Govt raises Rs382bn via PIBs sale, yields fall by 4-55bps

By Our Correspondent
December 19, 2024
Pakistani currency notes of Rs1000 and Rs5 coins can be seen in this picture. — AFP/File
Pakistani currency notes of Rs1000 and Rs5 coins can be seen in this picture. — AFP/File

KARACHI: The government raised Rs382 billion through the auction of fixed-rate Pakistan Investment Bonds (PIBs) on Wednesday, surpassing the Rs350 billion target, and the yields on the papers fell across the board.

The cut-off yield on a two-year PIB declined by 55 basis points (bps) to 12.5 per cent. The yield on a three-year paper remained flat at 12.49 per cent. The yield on a five-year bond decreased by 11 bps to 12.59 per cent. The yield on a 10-year paper fell by 4 bps to 12.79 percent.

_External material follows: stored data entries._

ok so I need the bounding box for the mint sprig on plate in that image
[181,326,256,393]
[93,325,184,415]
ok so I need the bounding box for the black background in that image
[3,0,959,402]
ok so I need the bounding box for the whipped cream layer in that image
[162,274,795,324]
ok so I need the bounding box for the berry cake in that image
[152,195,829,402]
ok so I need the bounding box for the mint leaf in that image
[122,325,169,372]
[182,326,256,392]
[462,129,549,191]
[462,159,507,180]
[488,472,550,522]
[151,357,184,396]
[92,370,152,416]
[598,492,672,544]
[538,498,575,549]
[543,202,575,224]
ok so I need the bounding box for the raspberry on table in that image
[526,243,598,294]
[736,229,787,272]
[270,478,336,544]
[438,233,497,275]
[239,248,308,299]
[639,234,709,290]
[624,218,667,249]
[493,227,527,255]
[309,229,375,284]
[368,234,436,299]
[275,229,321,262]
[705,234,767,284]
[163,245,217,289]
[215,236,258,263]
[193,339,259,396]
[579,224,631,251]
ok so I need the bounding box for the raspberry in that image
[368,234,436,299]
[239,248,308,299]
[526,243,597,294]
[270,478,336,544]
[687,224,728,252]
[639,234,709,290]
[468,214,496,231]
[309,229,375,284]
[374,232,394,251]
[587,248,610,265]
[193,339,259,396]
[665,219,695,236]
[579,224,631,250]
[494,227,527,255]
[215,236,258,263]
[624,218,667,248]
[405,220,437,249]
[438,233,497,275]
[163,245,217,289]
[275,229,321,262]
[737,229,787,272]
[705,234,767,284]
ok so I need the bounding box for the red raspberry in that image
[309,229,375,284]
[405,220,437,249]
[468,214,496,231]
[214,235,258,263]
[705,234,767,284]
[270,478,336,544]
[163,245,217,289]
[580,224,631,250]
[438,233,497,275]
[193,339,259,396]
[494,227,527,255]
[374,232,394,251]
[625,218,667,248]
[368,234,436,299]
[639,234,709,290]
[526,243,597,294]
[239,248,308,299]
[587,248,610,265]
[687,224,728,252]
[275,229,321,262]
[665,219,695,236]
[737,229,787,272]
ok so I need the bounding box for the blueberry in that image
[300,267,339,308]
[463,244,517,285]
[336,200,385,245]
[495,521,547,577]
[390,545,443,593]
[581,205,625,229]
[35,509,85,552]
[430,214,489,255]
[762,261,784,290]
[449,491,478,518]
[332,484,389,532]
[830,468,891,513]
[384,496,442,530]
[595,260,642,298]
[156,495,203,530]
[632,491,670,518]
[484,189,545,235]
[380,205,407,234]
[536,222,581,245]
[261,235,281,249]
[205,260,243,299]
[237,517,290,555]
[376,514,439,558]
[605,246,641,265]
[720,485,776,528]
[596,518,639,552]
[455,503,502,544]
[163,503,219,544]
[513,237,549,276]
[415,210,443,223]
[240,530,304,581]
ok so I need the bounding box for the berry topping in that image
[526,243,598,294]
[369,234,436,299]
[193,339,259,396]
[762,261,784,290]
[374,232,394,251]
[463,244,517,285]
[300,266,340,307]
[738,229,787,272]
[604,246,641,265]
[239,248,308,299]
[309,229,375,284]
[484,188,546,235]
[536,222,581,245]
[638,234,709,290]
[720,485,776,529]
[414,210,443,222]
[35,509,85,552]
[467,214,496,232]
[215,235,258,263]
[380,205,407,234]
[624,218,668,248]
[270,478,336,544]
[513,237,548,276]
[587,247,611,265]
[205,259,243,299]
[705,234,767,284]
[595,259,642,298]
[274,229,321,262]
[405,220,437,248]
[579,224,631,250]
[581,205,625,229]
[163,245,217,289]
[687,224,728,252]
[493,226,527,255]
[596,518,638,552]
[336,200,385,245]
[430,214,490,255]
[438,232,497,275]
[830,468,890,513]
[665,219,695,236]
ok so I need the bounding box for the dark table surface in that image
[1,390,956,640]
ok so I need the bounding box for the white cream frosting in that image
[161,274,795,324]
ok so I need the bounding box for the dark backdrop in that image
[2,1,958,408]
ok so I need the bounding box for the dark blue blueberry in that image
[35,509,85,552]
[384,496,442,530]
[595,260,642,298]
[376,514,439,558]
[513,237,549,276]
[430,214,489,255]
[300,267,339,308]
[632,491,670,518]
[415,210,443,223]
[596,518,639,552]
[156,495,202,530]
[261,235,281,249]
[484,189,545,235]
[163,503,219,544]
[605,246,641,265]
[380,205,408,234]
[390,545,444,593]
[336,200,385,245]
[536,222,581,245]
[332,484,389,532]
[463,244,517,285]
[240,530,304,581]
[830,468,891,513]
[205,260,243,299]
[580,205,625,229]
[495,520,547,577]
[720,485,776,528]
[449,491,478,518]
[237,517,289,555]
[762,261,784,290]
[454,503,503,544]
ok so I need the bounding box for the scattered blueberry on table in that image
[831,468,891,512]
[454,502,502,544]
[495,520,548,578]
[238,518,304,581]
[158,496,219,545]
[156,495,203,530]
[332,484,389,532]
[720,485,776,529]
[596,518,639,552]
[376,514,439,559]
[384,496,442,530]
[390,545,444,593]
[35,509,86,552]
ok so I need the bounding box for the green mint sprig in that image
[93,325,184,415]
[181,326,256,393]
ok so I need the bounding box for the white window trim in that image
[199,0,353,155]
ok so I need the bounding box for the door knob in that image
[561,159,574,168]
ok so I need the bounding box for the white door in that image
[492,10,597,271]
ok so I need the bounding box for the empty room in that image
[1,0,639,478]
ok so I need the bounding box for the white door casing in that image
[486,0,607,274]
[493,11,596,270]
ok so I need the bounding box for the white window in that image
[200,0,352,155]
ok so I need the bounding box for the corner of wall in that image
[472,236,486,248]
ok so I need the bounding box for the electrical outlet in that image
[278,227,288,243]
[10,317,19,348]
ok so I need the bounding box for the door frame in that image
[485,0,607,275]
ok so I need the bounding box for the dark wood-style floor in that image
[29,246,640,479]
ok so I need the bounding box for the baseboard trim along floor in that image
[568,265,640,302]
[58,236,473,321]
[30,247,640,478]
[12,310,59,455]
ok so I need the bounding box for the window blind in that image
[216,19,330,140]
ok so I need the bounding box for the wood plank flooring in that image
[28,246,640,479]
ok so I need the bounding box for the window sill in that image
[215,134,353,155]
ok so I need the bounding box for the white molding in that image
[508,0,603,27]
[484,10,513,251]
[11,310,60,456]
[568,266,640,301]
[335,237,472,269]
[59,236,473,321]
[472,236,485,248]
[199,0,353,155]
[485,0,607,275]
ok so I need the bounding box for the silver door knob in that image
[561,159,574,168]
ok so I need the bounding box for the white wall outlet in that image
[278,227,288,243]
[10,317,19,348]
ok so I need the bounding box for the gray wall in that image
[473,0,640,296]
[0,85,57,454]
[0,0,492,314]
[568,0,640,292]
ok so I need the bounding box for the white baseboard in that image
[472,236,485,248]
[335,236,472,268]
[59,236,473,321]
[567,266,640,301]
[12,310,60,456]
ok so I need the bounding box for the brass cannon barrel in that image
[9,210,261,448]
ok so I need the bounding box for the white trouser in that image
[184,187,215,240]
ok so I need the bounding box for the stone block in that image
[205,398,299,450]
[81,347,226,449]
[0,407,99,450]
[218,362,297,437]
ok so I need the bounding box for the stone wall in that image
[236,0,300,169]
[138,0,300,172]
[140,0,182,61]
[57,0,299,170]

The State Bank of Pakistan (SBP) cut its key interest rate by 200 basis points to 13 per cent for the fifth consecutive meeting on Monday. This brings the total reduction to 900bps since June 2024.

The central bank said that headline inflation fell to 4.9 per cent year-on-year in November, driven by a continued decrease in food inflation and the diminishing impact of increased gas tariffs. However, it also pointed out that core inflation, which stands at 9.7 per cent, remains stubbornly high, and the inflation expectations of consumers and businesses continue to be volatile.

The SBP’s Monetary Policy Committee said in a monetary policy statement that inflation may remain volatile in the near term before stabilising in the target range.The SBP expects that inflation will average significantly below its earlier forecast range of 11.5 per cent to 13.5 per cent. The precise inflation range is expected to be projected in the upcoming policy meeting scheduled for January.

According to the central bank, the inflation outlook remains vulnerable to several risks, including additional measures to address the revenue shortfall, a resurgence in food inflation and rising global commodity prices.